A Queueing Model for the Ambulance Ramping Problem with an Offload Zone
Josef Zuk, David Kirszenblat
TL;DR
This paper develops an analytically tractable, multi-server, multi-class non-preemptive priority queueing model with an offload zone (APOT) to study ambulance ramping. It derives exact and approximate distributions for ambulance queue length and waiting time, and characterizes the offload delay rate $\overline{\Omega}=30\lambda_{amb}\overline{W}_{amb}$, providing a closed-form algebraic approximation that closely matches the exact result. The approach combines generating-function techniques, a pole/cut decomposition, and an exponential-tail Ansatz, with discrete-event simulation (DES) used to validate both exact and approximate results across performance measures such as means, 90th percentiles, and occupancy of the APOT. The findings show a monotone improvement in the offload rate with APOT size $M$, with diminishing marginal gains, and offer practical insights for APOT sizing under realistic ED-ramping conditions. The framework is extendable to more complex priority structures and dynamic arrival patterns, enabling broader policy analysis for ambulance offload strategies.
Abstract
This work develops a methodology for studying the effect of an offload zone on the ambulance ramping problem using a multi-server, multi-class non-preemptive priority queueing model that can be treated analytically.

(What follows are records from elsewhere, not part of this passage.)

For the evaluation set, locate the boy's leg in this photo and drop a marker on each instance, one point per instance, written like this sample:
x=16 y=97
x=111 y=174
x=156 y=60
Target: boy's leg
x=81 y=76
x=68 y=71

A prototype model for the ambulance/emergency-department interface is constructed, which is then implemented as a formal discrete event simulation, and is run as a regenerative steady-state simulation for empirical estimation of the ambulance queue-length and waiting-time distributions. The model is also solved by analytical means for explicit and exact representations of these distributions, which are subsequently tested against simulation results. A number of measures of performance is extracted, including the mean and 90th percentiles of the ambulance queue length and waiting time, as well as the average number of ambulance days lost per month due to offload delay (offload delay rate). Various easily computable approximations are proposed and tested. In particular, a closed-form, purely algebraic expression that approximates the dependence of the offload delay rate on the capacity of the offload zone is proposed. It can be evaluated directly from model input parameters and is found to be, for all practical purposes, indistinguishable from the exact result.